Il « faudra changer de politique » au lendemain des élections régionales et la majorité actuelle « a failli manifestement » dans plusieurs domaines, a estimé mardi l’ancien ministre PS de l’Education, Benoît Hamon. « Le seul déni, s’il devait y en avoir un, c’est aujourd’hui vis-à-vis d’une situation où les gens sont légitimes à demander un changement de politique », a dit le député sur France 3. « Tout le monde, a-t-il ajouté, s’émeut du score du Front national et une fois l’élection passée, rien ne change. Alors, oui, au lendemain des élections régionales, il faudra changer de politique. »

15h42 : Pour Estrosi, Maréchal-Le Pen est l'« ennemie des femmes »

Marion Maréchal-Le Pen a montré son visage « d’ennemie de femmes » lorsqu’elle a annoncé la suppression d’aides familiales pour des raisons idéologiques « sectaires », dénonce Christian Estrosi, en visite à Nice dans une association d’aide aux victimes de violences conjugales ou familiales. « Mme Le Pen se montre en ennemie des femmes, tout simplement. Vous avez d’un coté ceux qui sont les ennemis de la France et qui voudraient imposer aux femmes la loi de la charia, de l’autre vous avez une famille politique qui veut imposer aux femmes des démarches extrêmement discriminantes », a déclaré l’élu.

15h35 : Reynié (LR) ne fait « aucune différence » entre PS et FN

Le candidat LR en Languedoc-Roussillon-Midi-Pyrénées, arrivé en troisième position au premier tour, suit la ligne Sarkozy: l’ex-politologue ne voit « aucune différence » entre le PS et le FN et se maintient donc. Plus de détails dans l’article de notre journaliste à Montpellier Nicolas Bonzom.

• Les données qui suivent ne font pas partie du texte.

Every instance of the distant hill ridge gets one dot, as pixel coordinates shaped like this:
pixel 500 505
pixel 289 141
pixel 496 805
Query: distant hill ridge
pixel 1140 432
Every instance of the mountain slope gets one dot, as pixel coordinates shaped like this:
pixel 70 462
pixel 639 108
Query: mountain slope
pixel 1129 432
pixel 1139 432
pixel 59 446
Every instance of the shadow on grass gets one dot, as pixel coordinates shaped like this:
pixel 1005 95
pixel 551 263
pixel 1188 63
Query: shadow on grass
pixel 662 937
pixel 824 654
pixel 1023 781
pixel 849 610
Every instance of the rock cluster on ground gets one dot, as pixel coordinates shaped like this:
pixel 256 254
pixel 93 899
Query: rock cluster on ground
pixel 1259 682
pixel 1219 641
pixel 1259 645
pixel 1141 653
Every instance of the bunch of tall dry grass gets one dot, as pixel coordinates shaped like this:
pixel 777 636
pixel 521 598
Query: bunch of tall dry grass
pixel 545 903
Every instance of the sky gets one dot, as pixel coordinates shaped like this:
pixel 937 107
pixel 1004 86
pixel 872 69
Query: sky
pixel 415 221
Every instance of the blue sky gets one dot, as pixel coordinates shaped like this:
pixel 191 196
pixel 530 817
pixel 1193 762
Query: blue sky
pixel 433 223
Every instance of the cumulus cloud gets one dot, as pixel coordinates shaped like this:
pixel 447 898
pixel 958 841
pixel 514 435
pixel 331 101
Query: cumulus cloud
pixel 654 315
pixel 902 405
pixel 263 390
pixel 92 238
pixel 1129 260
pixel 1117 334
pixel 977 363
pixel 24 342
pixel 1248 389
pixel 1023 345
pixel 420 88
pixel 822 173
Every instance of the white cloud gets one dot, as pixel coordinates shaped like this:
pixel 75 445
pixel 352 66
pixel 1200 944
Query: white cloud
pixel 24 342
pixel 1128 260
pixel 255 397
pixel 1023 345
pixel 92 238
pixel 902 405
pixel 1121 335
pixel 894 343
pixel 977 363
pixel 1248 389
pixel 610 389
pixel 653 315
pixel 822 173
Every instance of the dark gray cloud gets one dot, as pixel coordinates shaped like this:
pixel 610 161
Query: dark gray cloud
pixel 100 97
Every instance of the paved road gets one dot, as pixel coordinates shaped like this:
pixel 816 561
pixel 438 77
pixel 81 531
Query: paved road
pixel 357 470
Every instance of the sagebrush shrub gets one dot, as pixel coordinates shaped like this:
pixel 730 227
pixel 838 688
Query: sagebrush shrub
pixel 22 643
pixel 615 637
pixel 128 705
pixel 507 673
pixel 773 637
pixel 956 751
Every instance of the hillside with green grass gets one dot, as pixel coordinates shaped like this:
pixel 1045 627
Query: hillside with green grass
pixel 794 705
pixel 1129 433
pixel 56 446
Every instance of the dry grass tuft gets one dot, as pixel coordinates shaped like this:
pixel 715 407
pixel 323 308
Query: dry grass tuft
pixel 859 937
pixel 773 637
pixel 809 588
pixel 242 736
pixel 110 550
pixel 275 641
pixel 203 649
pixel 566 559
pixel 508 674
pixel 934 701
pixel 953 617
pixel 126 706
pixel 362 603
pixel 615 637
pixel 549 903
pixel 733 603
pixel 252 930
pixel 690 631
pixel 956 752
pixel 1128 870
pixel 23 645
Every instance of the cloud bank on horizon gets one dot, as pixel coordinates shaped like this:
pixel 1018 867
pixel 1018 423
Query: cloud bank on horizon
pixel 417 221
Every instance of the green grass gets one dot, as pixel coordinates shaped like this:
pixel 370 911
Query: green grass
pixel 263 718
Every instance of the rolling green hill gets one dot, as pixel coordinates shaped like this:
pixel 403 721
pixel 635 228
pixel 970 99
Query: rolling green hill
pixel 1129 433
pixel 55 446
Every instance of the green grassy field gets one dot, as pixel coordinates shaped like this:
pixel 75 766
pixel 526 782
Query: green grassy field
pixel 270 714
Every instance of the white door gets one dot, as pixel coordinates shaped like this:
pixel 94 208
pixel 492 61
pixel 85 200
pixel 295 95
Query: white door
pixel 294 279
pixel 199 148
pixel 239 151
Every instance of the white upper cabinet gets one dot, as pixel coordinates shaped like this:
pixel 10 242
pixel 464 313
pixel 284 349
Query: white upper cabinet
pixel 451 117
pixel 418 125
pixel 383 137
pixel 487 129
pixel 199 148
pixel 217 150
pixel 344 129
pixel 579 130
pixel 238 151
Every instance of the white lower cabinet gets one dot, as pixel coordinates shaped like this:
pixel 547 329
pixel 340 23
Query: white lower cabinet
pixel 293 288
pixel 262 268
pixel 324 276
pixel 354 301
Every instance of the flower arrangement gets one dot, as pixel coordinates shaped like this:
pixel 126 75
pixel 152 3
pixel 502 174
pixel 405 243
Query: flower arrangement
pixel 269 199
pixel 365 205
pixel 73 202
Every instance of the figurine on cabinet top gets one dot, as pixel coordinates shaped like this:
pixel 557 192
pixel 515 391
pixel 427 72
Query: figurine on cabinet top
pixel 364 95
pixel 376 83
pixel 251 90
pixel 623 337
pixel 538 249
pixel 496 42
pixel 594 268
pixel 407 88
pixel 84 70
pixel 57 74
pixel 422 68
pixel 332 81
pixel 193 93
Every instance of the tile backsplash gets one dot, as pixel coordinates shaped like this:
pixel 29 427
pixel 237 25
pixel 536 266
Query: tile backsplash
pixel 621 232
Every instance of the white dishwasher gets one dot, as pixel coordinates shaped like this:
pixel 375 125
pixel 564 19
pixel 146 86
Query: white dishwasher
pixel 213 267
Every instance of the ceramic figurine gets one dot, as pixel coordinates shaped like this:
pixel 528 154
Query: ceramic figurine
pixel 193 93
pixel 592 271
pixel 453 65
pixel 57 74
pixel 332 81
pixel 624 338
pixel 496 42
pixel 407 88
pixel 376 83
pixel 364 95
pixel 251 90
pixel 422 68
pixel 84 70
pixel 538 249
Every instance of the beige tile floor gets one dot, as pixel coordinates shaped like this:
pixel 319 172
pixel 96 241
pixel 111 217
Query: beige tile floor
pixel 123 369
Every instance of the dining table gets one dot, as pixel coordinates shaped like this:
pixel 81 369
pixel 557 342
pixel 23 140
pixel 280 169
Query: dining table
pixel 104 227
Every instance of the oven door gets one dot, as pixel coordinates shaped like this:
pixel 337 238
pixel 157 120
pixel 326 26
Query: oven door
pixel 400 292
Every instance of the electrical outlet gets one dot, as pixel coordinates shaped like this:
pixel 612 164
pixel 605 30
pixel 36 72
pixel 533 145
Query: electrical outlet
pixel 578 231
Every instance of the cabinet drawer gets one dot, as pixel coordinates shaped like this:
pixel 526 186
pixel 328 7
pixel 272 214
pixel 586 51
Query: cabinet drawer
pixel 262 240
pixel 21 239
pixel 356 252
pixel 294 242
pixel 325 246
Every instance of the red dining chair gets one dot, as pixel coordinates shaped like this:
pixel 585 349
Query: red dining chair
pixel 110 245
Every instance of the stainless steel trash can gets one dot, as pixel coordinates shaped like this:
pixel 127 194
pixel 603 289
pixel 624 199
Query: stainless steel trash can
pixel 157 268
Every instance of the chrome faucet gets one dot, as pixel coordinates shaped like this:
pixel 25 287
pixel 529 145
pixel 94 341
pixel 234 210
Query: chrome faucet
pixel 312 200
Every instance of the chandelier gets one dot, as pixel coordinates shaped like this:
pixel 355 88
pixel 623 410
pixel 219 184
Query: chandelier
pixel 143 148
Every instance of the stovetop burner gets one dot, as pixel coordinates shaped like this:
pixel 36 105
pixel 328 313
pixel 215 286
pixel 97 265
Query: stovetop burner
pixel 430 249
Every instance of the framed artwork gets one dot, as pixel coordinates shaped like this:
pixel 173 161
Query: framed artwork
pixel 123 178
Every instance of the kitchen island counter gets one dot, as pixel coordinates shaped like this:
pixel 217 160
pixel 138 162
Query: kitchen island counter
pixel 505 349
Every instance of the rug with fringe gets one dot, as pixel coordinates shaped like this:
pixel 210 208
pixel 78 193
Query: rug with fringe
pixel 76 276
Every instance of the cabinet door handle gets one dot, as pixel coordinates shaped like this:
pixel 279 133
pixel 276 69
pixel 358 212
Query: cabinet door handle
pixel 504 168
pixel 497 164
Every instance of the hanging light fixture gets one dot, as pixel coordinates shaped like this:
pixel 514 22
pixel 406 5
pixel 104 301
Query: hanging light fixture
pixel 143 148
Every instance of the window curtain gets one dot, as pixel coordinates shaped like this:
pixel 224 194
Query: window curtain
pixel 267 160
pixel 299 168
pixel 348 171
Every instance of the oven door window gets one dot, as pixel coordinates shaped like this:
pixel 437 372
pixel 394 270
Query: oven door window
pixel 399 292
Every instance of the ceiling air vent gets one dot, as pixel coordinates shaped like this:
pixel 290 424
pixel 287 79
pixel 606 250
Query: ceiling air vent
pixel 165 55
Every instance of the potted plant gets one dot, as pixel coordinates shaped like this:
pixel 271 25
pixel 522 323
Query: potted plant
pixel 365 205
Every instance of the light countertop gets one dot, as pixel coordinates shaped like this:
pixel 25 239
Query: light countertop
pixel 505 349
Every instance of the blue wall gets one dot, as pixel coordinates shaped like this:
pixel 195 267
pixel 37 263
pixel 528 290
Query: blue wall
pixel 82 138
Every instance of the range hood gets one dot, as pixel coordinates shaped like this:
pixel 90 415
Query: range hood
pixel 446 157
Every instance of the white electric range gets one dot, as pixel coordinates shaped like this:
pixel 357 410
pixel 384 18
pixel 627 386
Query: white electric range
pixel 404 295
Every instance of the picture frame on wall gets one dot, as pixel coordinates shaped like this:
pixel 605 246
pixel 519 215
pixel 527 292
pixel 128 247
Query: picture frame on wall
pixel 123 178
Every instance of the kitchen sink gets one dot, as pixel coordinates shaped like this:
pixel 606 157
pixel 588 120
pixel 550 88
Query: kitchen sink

15h21 : La CGT appelle à « mettre en échec » le FN

Dans un communiqué, le premier syndicat français « appelle à mettre en échec partout le Front national sur ses prétentions électorales et ses objectifs politiques et sociaux ». « Le FN divise et met en opposition le monde du travail, et fait ainsi le jeu du patronat », dénonce la CGT. Selon elle, le programme du parti de Marine Le Pen est un « projet de régression sociale ». « Il menace les libertés durement conquises par les travailleurs, la liberté d’expression au travail comme dans la société, la liberté de la presse, ou encore la liberté de mobilisation et d’organisation », détaille la centrale.

15h16 : Filippetti dénonce un « déni de défaite »

L’ancienne ministre critique le « déni de défaite » à gauche et à droite face au FN, dans une tribune au Monde datée de mercredi. La députée de Moselle estime en outre, dans ce texte, que le retrait des listes PS est « pour dimanche la seule issue, dans nos régions meurtries, notamment dans le Grand Est ». Selon elle, « la moitié du pays » est ignorée, « où le chômage de masse, où le sentiment d’abandon du monde ouvrier et du monde rural et des jeunes vient à renforcer la cohorte des électeurs du Front national ».

15h13 : Lagarde ne comprend pas le PS

Le président de l’UDI, Jean-Christophe Lagarde, a jugé mardi « incompréhensible » que le PS ne se soit pas retiré entre les deux tours des élections régionales en Bourgogne-Franche-Comté, « où le score de l’extrême droite fait planer une lourde menace » de victoire du FN. Alors que Jean-Christophe Cambadélis se rend ce soir en Bourgogne pour soutenir la candidate du PS Marie-Guite Dufay, Lagarde écrit dans un communiqué qu’il « espère qu’il en profitera pour clarifier la position du PS dans cette région ». « Il est en effet incompréhensible que la liste de Madame Dufay se maintienne alors qu’elle est arrivée en 3ème position avec près de 9 points de retard sur l’extrême droite », ajoute-t-il.